This is just a draft, best refrain from linking. (I hope we'll get this up tomorrow or Monday. edit: probably this week? edit 2: it's up!!) The [bracketed] stuff is links to cites.
Please critique!
A vision came to us in a dream — and certainly not from any nameable person — on the current state of the venture capital fueled AI and machine learning industry. We asked around and several in the field concurred.
AIs are famous for “hallucinating” made-up answers with wrong facts. The hallucinations are not decreasing. In fact, the hallucinations are getting worse.
If you know how large language models work, you will understand that all output from a LLM is a “hallucination” — it’s generated from the latent space and the training data. But if your input contains mostly facts, then the output has a better chance of not being nonsense.
Unfortunately, the VC-funded AI industry runs on the promise of replacing humans with a very large shell script. If the output is just generated nonsense, that’s a problem. There is a slight panic among AI company leadership about this.
Even more unfortunately, the AI industry has run out of untainted training data. So they’re seriously considering doing the stupidest thing possible: training AIs on the output of other AIs. This is already known to make the models collapse into gibberish. [WSJ, archive]
There is enough money floating around in tech VC to fuel this nonsense for another couple of years — there are hundreds of billions of dollars (family offices, sovereign wealth funds) desperate to find an investment. If ever there was an argument for swingeing taxation followed by massive government spending programs, this would be it.

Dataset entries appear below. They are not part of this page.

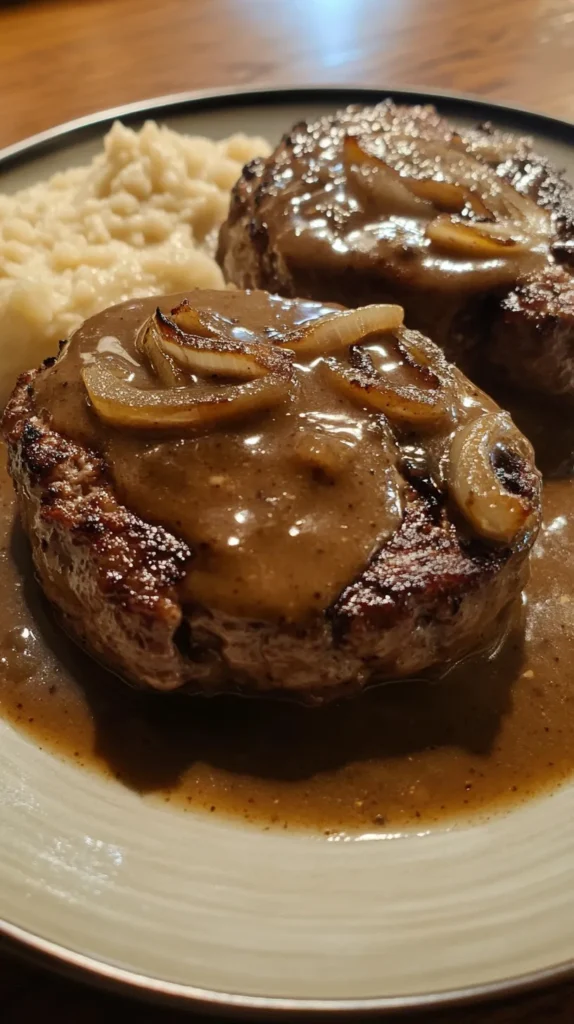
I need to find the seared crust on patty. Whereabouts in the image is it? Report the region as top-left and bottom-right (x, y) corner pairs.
(3, 364), (536, 701)
(3, 369), (192, 691)
(331, 499), (527, 679)
(489, 265), (574, 396)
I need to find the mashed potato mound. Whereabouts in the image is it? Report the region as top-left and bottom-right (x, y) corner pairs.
(0, 120), (270, 397)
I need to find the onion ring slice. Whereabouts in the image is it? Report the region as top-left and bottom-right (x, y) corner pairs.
(343, 135), (432, 216)
(145, 307), (293, 380)
(343, 131), (552, 254)
(281, 304), (404, 357)
(321, 329), (452, 430)
(425, 215), (534, 257)
(82, 362), (291, 432)
(135, 316), (185, 388)
(448, 411), (540, 544)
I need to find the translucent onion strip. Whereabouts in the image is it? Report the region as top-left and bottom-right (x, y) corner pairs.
(448, 411), (540, 544)
(136, 317), (185, 388)
(82, 363), (291, 432)
(425, 216), (534, 258)
(281, 304), (404, 357)
(342, 130), (552, 258)
(343, 135), (431, 216)
(320, 328), (453, 430)
(323, 360), (450, 429)
(148, 307), (293, 380)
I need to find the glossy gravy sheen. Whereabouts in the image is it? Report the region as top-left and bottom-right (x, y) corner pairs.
(35, 291), (409, 621)
(1, 378), (573, 834)
(237, 105), (551, 300)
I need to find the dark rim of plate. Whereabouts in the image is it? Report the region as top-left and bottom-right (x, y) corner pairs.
(1, 84), (573, 169)
(1, 84), (573, 1018)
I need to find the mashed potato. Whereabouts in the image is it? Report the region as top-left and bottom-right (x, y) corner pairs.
(0, 120), (270, 397)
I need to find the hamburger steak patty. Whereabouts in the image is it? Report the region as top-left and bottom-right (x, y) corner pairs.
(2, 289), (542, 701)
(218, 101), (574, 396)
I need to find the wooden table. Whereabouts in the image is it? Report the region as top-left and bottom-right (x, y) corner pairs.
(1, 0), (574, 1020)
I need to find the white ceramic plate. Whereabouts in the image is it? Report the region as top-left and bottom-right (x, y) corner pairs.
(1, 87), (574, 1016)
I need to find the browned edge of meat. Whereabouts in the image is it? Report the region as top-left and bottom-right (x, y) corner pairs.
(489, 264), (574, 396)
(2, 367), (192, 692)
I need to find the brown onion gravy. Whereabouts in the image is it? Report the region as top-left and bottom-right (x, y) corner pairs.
(33, 290), (496, 624)
(230, 105), (551, 304)
(35, 291), (408, 621)
(1, 376), (574, 834)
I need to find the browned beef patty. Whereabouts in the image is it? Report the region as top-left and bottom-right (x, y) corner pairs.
(218, 101), (574, 397)
(2, 289), (541, 701)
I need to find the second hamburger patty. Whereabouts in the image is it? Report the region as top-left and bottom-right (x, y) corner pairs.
(218, 101), (574, 396)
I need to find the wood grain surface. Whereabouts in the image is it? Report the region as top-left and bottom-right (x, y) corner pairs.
(1, 0), (574, 1021)
(1, 0), (574, 149)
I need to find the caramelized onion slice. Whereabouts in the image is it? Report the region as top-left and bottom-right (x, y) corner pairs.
(406, 178), (493, 219)
(497, 186), (552, 236)
(281, 304), (404, 357)
(448, 411), (540, 544)
(343, 135), (432, 216)
(323, 362), (450, 429)
(344, 135), (492, 219)
(168, 300), (219, 338)
(82, 363), (290, 432)
(379, 133), (546, 226)
(425, 215), (534, 257)
(321, 331), (452, 430)
(149, 308), (292, 380)
(136, 317), (185, 388)
(344, 130), (552, 254)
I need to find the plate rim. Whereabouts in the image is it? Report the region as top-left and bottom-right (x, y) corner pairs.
(3, 917), (574, 1019)
(1, 915), (573, 1019)
(0, 83), (572, 171)
(1, 83), (573, 1016)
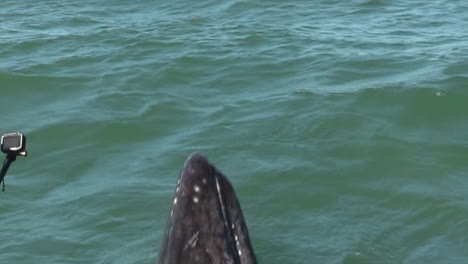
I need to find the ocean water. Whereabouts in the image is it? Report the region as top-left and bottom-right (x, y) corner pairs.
(1, 0), (468, 263)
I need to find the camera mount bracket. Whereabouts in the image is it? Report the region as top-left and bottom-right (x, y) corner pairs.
(1, 132), (27, 191)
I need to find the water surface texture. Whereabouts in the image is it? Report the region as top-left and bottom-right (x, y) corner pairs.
(1, 0), (468, 263)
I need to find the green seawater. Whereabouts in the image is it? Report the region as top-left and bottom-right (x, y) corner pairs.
(1, 0), (468, 263)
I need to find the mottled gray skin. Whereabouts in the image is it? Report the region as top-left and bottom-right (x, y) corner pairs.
(158, 153), (257, 264)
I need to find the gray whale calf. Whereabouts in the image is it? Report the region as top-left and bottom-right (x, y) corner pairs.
(158, 153), (258, 264)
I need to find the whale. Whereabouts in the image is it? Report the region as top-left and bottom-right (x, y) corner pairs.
(157, 153), (258, 264)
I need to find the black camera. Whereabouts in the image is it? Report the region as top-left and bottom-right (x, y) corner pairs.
(1, 132), (27, 157)
(1, 132), (27, 191)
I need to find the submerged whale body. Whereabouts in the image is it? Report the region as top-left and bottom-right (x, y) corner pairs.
(158, 153), (258, 264)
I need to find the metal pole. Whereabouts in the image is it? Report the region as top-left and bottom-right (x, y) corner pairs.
(0, 155), (15, 191)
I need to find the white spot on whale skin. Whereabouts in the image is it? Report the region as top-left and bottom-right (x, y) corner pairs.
(234, 235), (241, 255)
(184, 231), (199, 250)
(202, 178), (207, 184)
(193, 196), (199, 203)
(194, 185), (200, 193)
(173, 197), (177, 205)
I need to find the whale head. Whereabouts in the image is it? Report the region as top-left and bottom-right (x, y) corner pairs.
(157, 153), (257, 264)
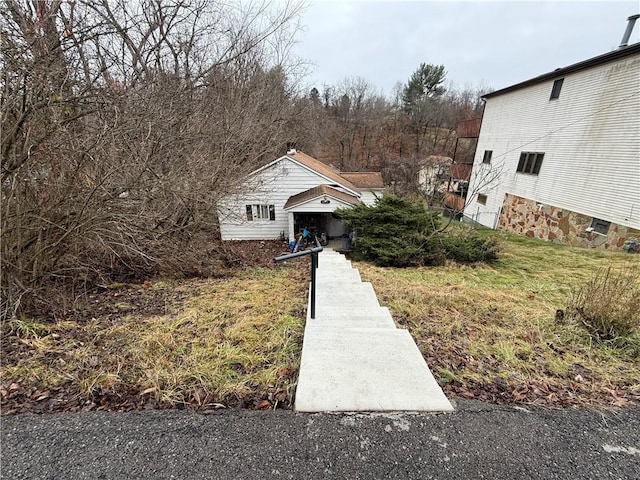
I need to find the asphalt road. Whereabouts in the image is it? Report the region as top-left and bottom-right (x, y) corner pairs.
(2, 400), (639, 480)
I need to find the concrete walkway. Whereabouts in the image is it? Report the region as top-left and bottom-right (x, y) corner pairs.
(295, 248), (454, 413)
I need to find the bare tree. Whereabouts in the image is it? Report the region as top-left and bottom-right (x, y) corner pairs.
(1, 0), (305, 320)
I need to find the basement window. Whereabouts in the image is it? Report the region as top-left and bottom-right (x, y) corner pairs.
(477, 193), (488, 205)
(588, 218), (610, 235)
(550, 78), (564, 100)
(482, 150), (493, 164)
(246, 204), (275, 221)
(516, 152), (544, 175)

Ed Zitron gives it three more quarters (nine months). The gossip concurs with Ed on this being likely to last for another three quarters. There should be at least one more wave of massive overhiring. [Ed Zitron]
The current workaround is to hire fresh Ph.Ds to fix the hallucinations and try to underpay them on the promise of future wealth. If you have a degree with machine learning in it, gouge them for every penny you can while the gouging is good.

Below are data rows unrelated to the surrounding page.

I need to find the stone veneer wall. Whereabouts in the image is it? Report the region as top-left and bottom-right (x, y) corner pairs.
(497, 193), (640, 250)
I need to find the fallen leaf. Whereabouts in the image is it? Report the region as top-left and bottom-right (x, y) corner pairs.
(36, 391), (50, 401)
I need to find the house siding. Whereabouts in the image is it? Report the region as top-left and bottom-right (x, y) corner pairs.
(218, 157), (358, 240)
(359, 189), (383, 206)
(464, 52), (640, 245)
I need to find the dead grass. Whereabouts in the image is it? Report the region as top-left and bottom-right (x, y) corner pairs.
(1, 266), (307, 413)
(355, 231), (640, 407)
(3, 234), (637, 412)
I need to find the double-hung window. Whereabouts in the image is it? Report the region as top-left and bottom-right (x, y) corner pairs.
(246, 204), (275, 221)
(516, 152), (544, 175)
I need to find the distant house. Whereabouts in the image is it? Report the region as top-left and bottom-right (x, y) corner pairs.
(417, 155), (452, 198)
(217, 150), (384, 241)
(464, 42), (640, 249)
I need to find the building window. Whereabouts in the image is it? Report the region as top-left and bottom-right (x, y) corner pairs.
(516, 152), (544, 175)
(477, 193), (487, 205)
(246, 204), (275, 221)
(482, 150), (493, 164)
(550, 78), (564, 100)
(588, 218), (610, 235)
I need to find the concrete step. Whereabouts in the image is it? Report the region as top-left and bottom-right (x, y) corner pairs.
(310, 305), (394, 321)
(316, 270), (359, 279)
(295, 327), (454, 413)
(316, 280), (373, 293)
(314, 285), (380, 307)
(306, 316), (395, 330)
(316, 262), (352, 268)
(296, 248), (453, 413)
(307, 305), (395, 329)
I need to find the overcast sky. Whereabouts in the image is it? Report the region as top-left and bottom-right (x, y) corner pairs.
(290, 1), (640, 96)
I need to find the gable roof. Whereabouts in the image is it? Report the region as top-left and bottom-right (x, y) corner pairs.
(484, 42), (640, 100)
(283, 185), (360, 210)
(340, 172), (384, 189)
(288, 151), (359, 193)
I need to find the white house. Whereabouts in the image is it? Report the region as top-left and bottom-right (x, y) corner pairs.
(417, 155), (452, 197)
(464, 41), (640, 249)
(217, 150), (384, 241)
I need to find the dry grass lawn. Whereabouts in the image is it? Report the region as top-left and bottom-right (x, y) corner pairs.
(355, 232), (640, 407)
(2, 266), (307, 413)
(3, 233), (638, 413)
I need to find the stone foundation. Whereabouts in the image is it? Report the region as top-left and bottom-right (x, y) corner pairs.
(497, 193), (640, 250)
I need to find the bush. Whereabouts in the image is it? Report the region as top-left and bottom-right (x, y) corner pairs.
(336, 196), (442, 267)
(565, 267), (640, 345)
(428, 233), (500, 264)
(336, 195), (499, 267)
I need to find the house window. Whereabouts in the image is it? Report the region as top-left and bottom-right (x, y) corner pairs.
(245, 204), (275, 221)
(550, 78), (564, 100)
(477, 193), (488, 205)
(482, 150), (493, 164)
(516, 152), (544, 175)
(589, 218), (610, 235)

AI is holding up the S&P 500. This means that when the AI VC bubble pops, tech will drop. Whenever the NASDAQ catches a cold, bitcoin catches COVID — so expect crypto to go through the floor in turn.

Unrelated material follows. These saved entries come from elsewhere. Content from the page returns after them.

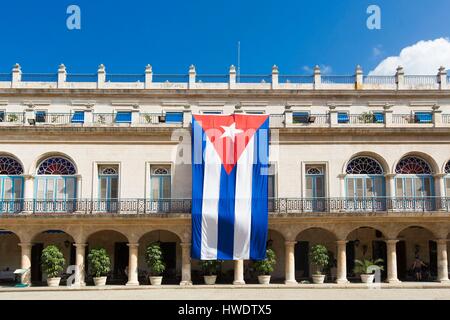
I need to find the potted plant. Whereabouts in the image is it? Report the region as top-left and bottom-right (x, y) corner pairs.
(143, 114), (153, 124)
(358, 112), (375, 124)
(145, 242), (166, 285)
(354, 258), (384, 283)
(7, 114), (18, 122)
(253, 248), (277, 284)
(309, 244), (330, 284)
(41, 245), (65, 287)
(200, 260), (222, 285)
(88, 248), (111, 286)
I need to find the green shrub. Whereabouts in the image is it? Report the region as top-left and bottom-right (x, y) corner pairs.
(145, 242), (166, 276)
(253, 248), (277, 276)
(354, 259), (384, 274)
(200, 260), (222, 276)
(309, 245), (330, 275)
(41, 245), (65, 278)
(88, 248), (111, 278)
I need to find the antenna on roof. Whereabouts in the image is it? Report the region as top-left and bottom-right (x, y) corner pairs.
(237, 41), (240, 83)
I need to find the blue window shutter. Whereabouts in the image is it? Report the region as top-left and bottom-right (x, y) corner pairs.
(293, 112), (309, 124)
(166, 112), (183, 123)
(36, 111), (47, 122)
(338, 112), (349, 123)
(115, 112), (132, 123)
(415, 112), (432, 123)
(0, 111), (4, 122)
(374, 112), (384, 123)
(71, 111), (85, 123)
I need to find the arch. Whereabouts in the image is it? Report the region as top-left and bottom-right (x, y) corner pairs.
(31, 152), (78, 175)
(344, 225), (388, 240)
(137, 229), (182, 243)
(0, 155), (24, 175)
(393, 152), (438, 175)
(346, 156), (384, 175)
(342, 152), (389, 175)
(396, 225), (437, 239)
(30, 228), (77, 243)
(295, 226), (338, 240)
(85, 228), (130, 243)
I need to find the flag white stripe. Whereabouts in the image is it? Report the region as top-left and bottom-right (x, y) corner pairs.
(200, 137), (221, 259)
(233, 137), (255, 259)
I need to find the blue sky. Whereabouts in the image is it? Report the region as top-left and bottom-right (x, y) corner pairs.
(0, 0), (449, 75)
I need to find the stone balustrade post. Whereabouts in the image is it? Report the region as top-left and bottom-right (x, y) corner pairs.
(57, 64), (67, 88)
(97, 64), (106, 89)
(229, 65), (236, 89)
(11, 63), (21, 88)
(271, 65), (279, 89)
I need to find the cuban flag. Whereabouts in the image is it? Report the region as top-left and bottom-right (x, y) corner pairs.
(191, 114), (269, 261)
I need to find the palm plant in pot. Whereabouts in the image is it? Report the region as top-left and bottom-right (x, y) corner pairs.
(309, 244), (330, 284)
(253, 248), (276, 284)
(145, 242), (166, 285)
(88, 248), (111, 286)
(354, 258), (384, 283)
(41, 245), (65, 287)
(200, 260), (222, 285)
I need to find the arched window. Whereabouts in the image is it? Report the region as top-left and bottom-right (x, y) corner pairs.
(345, 156), (386, 211)
(394, 156), (434, 210)
(35, 157), (77, 211)
(395, 156), (432, 174)
(37, 157), (76, 175)
(0, 156), (24, 175)
(346, 157), (384, 175)
(150, 165), (171, 212)
(98, 165), (119, 212)
(0, 156), (24, 213)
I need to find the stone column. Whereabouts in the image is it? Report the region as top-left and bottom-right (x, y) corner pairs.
(126, 243), (139, 286)
(233, 260), (245, 285)
(74, 243), (87, 286)
(284, 241), (297, 284)
(19, 242), (32, 285)
(180, 242), (193, 285)
(386, 239), (400, 283)
(336, 240), (348, 284)
(437, 239), (449, 282)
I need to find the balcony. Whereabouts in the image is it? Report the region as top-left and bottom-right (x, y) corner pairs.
(0, 197), (449, 215)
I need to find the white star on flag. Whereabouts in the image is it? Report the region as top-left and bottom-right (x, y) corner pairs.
(220, 123), (243, 142)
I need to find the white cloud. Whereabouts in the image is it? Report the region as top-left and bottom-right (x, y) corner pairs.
(369, 38), (450, 75)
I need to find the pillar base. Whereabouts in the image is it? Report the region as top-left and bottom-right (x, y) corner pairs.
(180, 281), (193, 286)
(284, 280), (298, 285)
(233, 280), (246, 285)
(387, 279), (401, 284)
(336, 279), (349, 284)
(125, 281), (140, 286)
(438, 279), (450, 283)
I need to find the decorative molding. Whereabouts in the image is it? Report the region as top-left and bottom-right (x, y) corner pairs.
(286, 101), (312, 107)
(0, 100), (8, 106)
(162, 101), (189, 106)
(327, 101), (352, 108)
(368, 101), (394, 107)
(197, 101), (226, 106)
(240, 101), (268, 107)
(409, 101), (438, 107)
(22, 100), (51, 106)
(111, 101), (140, 107)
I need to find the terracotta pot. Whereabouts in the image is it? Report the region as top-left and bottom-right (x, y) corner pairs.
(312, 274), (326, 284)
(93, 276), (107, 286)
(360, 274), (375, 284)
(47, 277), (61, 287)
(149, 276), (163, 285)
(258, 275), (271, 285)
(204, 275), (217, 285)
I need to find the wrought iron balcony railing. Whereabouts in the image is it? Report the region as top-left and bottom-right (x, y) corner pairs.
(0, 197), (449, 215)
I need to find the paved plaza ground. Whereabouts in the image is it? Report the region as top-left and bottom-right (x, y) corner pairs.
(1, 283), (450, 300)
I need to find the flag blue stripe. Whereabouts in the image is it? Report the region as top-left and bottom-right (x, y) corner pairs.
(191, 118), (206, 260)
(250, 118), (269, 260)
(217, 165), (236, 260)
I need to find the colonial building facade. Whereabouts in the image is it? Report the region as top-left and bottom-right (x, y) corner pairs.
(1, 63), (450, 286)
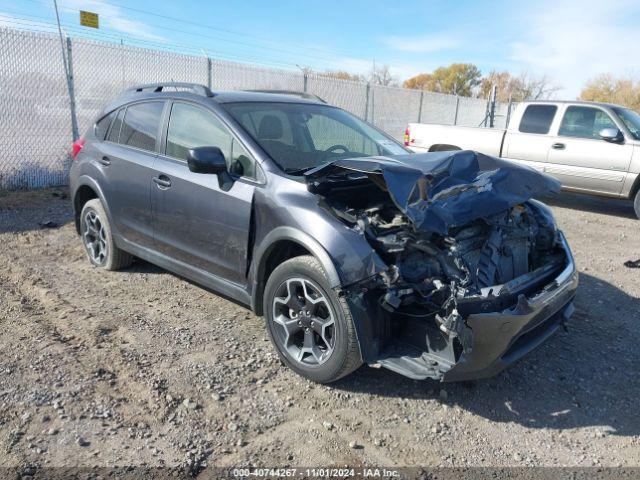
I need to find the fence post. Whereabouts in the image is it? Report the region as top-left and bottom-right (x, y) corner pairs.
(483, 96), (490, 127)
(303, 73), (308, 93)
(120, 38), (125, 88)
(206, 57), (212, 89)
(65, 36), (79, 141)
(489, 85), (497, 128)
(454, 96), (460, 125)
(364, 82), (370, 122)
(417, 91), (424, 123)
(370, 84), (375, 125)
(505, 101), (513, 128)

It is a more nuanced issue than this and a bit naive as well, if I can be blunt and still say; friend, I cared enough to read and comment.
The next most probable token is not related to hallucinations as described. This is like saying statistics is worthless because it doesn't give absolute answers.
AI can mean a great many different architectures and all have different strengths, weaknesses, and issues. The best way I can relate current LLM's is the early days of the microprocessor. There were a lot of issues and limitations to work through. Eventually companies like Sun made some really capable and powerful machines after the first few generations of microprocessors. These devices became much more complex with time; integrating many peripheral devices. Many systems used several microprocessors in a single machine when it wasn't cost prohibitive. If you have a computer in the last few generations, you have around twenty very similar microprocessors all working together on the same chip.
AI is presently at that early stage. It is a useful fundamental tool, but by itself it is not very remarkable. The innovations in the peripheral space are where things get interesting. The way these innovations get integrated and the way the complexity multiplies over time will follow a similar curve as the microprocessor.
There is and will be lots of misuse and failed companies over time, but the technology will continue. This is an inevitable future and it will never go away.
When someone talks about hallucinations, it means the model is outside of alignment. The complexity of the model and its bias is the largest factor. In many ways this is why the the proprietary AI models will fail eventually. Open Source, offline models are the future of AI for text. An 8×7B unfiltered research model hallucinates far less than others and does not involve the massive amount of data that can be collected an inferred by proprietary AI. The majority of hallucinations are due to user input errors that are not accounted for in the model tokenizer and loader code. This is just standard code errors. Processing every possible spelling, punctuation, and grammar error is a difficult task. The next probable token is not simply a matter of the probable vector in the dataset. If the input contains a rare error the output will be in the style of a foolish error. This is not a hallucination. It is responding in the style it was addressed. If the user does not have control of the entire text inside the present context, aka previous questions and answers, the style of "stupid error" will likely remain persistent. It is still not an error, it is just a mirror. Indeed this is the greatest analogy. AI is like a mirror of yourself upon the dataset. It can only reflect what is present in the dataset and only in a simulacrum of yourself through the prompts you generate. It will show you what you want to see. It is unrivaled access to information if you have the character to find yourself and what you are looking for in that reflection.
I’ve never said this before, but please tell me you used an LLM to generate this horseshit. no part of what you said is correct and it doesn’t take much knowledge of the tech to realize you’re either bullshitting or regurgitating marketing materials
I use the tech every day. Good luck with your echo chamber. You are a statistical inevitability. Time will teach you far more than I care to.
Buddy, I am a statistical inevitability.